An email cited in Senator Charles Grassley’s testimony in front of the House Oversight and Government Reform Committee on Operation Fast and Furious indicates that knowledge of the program was spread across the highest levels of the Justice Department. This lends even greater suspicion to U.S. Attorney General Eric Holder’s claim that he knew nothing about the program until well after Border Patrol Agent Brian Terry was killed.
The October 27, 2009 email from ATF Phoenix Field Division Special Agent in Charge (SAC) William Newell regarded a Southwest Border Strategy Group meeting that focused on Fast and Furious. It contained a laundry list of high ranking Justice Department officials that attended the meeting, including:
- Assistant Attorney General (Criminal Division) Lanny Breuer,
- Kenneth Melson, Acting Director, ATF
- William Hoover, Acting Deputy Director, ATF
- Michele Leonhart, Administrator, DEA
- Robert Mueller, Director FBI
Four other Justice Department directors or their representatives came from the Organized Crime Drug Enforcement Task Force (OCDETF), Bureau of Prisons (BOP), U.S. Marshals Service (USMS), and the Executive Office for United States Attorneys (EOUSA). The chair of the Attorney Generals Advisory Committee (AGAC) also attended the session. Their names were redacted in the released document. U.S. attorneys for all four southwest border states also attended.
Operation Fast and Furious, now known to many by the more accurate name of “Gunwalker,” was a multi-agency operation that allowed and — in some instances — approved the purchase of firearms destined for Mexican drug cartels by so-called “straw buyers.” The purchasers, who had clean criminal records, would buy firearms from U.S. gun stores for drug gangs. While most gun smuggling involves small quantities of weapons, a small number of high-volume straw purchasers each bought hundreds of firearms for the cartels.

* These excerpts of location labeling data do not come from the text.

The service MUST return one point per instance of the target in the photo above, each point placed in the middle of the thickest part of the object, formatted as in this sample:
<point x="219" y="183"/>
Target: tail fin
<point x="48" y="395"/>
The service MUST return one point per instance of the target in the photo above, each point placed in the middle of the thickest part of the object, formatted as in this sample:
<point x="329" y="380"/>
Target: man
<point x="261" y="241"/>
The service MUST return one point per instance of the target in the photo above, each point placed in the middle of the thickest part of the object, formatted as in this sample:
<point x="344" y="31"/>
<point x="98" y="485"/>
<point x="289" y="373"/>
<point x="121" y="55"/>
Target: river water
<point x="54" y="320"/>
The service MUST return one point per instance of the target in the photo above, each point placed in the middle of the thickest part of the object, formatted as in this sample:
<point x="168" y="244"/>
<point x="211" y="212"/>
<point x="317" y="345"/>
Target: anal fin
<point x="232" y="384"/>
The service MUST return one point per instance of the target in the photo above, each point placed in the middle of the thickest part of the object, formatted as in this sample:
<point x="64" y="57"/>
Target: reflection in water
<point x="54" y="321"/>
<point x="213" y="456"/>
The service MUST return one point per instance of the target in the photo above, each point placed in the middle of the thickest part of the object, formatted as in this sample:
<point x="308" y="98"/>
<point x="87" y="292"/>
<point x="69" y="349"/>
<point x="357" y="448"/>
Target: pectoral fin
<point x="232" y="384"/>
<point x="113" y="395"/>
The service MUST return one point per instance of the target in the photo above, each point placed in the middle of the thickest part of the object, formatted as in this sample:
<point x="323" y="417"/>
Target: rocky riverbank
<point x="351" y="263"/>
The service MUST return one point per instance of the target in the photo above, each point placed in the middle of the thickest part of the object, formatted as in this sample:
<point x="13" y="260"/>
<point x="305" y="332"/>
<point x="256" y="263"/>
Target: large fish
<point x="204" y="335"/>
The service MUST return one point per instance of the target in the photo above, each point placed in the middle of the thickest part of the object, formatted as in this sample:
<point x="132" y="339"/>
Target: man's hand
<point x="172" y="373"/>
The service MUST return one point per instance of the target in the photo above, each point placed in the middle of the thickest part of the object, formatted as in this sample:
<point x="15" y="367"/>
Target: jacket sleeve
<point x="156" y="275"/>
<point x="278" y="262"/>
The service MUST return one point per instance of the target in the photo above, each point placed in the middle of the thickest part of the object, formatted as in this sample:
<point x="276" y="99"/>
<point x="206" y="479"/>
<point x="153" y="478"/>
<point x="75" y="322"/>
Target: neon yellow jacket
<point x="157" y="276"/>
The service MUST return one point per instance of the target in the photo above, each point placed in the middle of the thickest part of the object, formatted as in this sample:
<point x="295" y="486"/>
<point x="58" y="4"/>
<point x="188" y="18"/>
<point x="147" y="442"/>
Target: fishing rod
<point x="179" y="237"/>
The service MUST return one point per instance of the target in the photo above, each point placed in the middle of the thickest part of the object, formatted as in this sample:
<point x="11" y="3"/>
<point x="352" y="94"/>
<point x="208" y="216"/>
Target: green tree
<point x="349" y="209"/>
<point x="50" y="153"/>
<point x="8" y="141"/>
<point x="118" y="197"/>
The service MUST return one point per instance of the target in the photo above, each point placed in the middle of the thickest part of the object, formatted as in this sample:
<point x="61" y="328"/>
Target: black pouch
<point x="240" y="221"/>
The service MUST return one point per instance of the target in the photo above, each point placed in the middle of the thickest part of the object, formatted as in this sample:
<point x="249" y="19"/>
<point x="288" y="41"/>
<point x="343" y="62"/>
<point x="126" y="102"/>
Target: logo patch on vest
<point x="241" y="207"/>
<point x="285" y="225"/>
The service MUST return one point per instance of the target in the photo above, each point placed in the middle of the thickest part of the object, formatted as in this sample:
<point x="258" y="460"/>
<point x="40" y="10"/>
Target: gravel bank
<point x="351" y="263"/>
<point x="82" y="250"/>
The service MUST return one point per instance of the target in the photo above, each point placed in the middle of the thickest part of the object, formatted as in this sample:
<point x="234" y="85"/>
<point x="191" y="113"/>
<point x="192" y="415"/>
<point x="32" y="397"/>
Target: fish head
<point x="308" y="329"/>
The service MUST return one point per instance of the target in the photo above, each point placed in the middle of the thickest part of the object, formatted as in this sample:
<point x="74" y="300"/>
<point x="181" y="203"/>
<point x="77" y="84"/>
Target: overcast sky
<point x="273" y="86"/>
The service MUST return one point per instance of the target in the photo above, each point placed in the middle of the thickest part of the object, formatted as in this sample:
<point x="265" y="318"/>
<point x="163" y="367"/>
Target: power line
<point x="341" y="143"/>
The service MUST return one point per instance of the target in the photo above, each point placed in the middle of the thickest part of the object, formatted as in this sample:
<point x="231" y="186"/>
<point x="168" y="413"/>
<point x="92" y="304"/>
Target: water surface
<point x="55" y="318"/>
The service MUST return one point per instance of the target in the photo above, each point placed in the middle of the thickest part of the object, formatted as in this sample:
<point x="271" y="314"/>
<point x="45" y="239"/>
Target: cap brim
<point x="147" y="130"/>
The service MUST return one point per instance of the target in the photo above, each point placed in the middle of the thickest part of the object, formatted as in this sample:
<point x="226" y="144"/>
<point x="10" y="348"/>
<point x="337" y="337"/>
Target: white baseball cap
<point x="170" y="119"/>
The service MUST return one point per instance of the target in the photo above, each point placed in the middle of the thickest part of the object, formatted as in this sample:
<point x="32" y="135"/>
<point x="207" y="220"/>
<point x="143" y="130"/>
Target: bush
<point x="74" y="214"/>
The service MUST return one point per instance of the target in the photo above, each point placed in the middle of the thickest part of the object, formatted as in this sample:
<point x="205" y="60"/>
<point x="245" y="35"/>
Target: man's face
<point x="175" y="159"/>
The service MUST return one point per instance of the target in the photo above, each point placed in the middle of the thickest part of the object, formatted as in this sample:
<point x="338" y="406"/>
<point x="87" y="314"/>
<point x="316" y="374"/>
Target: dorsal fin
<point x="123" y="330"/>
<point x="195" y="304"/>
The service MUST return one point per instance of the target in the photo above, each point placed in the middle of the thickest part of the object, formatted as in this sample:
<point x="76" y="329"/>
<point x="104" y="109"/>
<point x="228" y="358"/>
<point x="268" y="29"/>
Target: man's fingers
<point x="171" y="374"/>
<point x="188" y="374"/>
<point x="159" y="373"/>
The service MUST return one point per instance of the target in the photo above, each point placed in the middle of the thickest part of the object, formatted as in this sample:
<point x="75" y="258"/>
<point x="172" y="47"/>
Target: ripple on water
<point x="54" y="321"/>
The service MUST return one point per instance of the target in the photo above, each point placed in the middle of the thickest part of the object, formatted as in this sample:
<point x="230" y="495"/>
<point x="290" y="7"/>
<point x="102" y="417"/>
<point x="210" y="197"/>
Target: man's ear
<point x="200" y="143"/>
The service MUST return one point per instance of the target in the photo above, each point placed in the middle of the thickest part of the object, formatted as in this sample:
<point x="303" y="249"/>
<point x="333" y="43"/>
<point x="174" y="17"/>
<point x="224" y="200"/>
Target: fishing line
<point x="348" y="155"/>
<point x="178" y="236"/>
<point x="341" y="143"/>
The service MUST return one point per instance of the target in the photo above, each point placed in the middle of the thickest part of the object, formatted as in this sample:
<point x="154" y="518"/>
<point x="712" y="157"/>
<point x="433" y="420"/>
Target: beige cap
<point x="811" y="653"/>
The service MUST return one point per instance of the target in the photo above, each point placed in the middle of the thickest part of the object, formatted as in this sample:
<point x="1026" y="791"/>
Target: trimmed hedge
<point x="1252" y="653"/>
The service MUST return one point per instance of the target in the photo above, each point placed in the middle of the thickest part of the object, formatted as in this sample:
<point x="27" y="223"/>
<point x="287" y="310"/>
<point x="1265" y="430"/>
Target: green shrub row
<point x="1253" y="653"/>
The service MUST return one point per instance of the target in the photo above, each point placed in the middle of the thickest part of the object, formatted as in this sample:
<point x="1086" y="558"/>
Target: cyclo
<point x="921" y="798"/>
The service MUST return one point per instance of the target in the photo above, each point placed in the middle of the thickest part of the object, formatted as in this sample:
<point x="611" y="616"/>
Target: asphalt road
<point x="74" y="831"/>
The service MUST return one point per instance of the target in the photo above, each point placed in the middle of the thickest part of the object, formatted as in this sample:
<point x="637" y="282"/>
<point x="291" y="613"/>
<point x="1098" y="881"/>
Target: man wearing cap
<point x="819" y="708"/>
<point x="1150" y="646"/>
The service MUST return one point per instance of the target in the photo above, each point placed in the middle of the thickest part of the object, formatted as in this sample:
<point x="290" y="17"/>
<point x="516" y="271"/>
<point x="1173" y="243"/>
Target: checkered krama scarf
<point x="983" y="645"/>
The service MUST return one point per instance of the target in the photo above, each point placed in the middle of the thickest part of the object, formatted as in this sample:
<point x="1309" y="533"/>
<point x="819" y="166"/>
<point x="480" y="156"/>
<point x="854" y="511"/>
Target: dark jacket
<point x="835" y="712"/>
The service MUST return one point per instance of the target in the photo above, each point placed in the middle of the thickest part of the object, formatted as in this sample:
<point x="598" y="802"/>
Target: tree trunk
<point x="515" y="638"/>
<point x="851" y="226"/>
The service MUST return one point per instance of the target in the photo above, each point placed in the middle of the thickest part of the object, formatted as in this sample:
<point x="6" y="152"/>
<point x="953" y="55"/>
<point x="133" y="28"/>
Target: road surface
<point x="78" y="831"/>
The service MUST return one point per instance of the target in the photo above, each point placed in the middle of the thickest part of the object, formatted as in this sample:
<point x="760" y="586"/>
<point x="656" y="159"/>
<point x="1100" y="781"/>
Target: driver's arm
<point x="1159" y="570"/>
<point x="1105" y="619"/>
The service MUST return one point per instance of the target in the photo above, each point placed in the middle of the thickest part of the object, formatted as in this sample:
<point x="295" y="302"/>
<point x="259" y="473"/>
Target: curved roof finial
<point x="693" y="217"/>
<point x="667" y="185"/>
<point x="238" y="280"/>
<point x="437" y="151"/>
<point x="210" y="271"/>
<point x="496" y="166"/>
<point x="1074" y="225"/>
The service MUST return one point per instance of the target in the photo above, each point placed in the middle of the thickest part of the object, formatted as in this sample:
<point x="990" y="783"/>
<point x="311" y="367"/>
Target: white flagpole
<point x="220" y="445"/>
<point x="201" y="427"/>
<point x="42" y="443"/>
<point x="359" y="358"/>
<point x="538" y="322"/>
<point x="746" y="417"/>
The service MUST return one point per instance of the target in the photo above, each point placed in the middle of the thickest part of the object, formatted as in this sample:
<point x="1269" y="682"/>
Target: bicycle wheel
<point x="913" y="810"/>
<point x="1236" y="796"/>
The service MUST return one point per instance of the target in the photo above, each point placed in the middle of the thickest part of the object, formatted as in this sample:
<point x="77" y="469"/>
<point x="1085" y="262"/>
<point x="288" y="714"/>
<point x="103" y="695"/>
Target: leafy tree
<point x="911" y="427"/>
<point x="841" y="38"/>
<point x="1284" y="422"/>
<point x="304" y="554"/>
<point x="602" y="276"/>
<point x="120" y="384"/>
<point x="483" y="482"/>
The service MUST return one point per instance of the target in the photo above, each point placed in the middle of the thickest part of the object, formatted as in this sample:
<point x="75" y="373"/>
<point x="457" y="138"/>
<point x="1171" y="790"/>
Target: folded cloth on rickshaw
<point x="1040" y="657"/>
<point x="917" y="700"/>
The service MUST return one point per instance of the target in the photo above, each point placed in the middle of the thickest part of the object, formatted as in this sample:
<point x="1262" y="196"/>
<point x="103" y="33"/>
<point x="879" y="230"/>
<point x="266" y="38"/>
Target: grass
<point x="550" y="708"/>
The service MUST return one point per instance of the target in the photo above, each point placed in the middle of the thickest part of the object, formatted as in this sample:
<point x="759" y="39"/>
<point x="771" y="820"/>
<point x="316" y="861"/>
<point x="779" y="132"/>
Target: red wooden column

ATF agents were told by their supervisors to ignore their agency’s charter and training and allow the guns to be smuggled into Mexico without interdiction. Roughly 2,000 firearms — ranging from pistols and AK-pattern semi-automatic rifles to .50 BMG sniper rifles — were smuggled into Mexico under Gunwalker and without the knowledge of Mexican authorities. Hundreds of smuggled weapons have turned up at crime scenes across Mexico and the U.S. border states and at least 152 law enforcement officers and soldiers have been killed with Gunwalker weapons.